Located between the Andes and the Amazon, South America’s highest and most isolated country is both geographically and culturally diverse.
Although various ethnic groups coexist, Quechua and Aymara people make up two-thirds of Bolivia’s population. Enslaved by the Spanish conquistadores, they experienced centuries of exclusion from political and economic power, which has left them particularly vulnerable. Inequality is also expressed geographically: white settlers dominate the east, while most indigenous people eke out a living on the barren and unyielding altiplano, high in the Andes.
But a resurgence of ethnic identity and bitter folk memories have fuelled protests against the privatisation of basic services such as water – and culminated in the election of the first indigenous Bolivian president, Evo Morales.
A new constitution in 2009 gave greater rights to indigenous people – but huge challenges lie ahead.
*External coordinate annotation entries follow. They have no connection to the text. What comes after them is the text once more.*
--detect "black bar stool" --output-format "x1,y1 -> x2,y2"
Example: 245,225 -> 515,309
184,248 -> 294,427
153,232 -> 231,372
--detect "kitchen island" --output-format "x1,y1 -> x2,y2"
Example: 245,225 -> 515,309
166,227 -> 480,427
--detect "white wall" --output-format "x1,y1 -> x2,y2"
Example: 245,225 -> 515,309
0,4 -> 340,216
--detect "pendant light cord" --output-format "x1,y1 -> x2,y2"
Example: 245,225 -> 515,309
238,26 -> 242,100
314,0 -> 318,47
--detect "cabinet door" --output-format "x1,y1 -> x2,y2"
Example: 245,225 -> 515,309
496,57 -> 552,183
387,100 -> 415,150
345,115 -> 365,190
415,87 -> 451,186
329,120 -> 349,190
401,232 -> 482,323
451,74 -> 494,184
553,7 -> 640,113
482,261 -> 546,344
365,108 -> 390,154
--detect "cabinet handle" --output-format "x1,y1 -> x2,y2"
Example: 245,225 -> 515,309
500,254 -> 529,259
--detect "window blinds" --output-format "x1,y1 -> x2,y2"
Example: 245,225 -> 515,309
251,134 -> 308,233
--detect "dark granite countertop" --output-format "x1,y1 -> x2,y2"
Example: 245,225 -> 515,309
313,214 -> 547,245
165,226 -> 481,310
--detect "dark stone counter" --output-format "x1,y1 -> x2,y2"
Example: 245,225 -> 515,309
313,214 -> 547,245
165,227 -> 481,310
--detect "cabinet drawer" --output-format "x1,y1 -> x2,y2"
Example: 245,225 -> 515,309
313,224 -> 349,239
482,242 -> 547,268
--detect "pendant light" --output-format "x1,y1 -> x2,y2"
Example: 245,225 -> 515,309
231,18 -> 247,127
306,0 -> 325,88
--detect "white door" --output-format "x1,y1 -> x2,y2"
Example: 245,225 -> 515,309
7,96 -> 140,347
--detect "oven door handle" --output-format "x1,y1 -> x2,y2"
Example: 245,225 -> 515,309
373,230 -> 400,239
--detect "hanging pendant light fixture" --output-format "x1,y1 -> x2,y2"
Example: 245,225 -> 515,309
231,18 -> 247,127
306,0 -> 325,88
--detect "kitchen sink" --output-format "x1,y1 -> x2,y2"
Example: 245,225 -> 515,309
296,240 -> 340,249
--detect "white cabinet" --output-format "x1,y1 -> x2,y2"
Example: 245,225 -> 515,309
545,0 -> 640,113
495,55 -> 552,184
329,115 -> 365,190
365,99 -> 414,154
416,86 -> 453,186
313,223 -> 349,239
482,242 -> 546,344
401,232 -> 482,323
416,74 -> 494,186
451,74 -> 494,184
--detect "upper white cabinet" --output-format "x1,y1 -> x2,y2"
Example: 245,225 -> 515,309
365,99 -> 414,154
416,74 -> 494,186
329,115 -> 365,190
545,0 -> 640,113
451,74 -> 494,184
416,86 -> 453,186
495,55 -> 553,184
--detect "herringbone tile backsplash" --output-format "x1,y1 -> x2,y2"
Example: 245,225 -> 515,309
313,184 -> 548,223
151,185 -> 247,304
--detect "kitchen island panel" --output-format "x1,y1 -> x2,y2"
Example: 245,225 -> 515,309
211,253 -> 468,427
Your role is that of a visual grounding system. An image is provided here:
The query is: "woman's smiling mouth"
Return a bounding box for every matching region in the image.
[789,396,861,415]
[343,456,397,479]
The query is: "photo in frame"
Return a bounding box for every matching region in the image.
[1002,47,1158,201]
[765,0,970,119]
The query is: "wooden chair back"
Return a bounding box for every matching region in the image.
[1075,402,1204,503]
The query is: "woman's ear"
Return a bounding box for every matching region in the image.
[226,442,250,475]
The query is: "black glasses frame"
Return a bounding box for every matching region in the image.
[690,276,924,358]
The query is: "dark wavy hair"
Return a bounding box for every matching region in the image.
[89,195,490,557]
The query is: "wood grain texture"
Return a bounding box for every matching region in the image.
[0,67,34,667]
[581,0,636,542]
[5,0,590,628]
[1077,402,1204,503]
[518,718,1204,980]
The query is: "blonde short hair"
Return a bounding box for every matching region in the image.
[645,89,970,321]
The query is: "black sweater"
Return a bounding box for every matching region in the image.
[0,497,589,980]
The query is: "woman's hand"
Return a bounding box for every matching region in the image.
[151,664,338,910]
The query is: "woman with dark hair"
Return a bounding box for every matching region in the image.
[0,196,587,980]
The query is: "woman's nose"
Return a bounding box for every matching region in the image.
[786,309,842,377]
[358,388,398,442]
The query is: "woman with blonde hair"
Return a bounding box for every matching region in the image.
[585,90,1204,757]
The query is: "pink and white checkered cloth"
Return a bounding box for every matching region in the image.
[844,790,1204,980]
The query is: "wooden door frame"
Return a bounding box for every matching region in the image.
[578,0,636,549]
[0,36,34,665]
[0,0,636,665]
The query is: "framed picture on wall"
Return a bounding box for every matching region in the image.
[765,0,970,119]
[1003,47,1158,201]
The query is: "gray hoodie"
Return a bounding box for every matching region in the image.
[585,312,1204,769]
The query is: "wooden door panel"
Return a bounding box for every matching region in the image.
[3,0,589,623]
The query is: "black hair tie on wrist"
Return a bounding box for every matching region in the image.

Indigenous women, especially, suffer malnutrition, and maternal and infant mortality.
And according to Unicef and the ILO (the International Labour Organisation) more than half of Bolivia’s children are obliged to work. In mining areas, children are believed to comprise ten per cent of the workforce.
Meanwhile, a US-funded crop-eradication programme has angered farmers who rely on coca cultivation for survival. Used to make cocaine, coca is revered in Bolivia for its ability to boost stamina and relieve pain.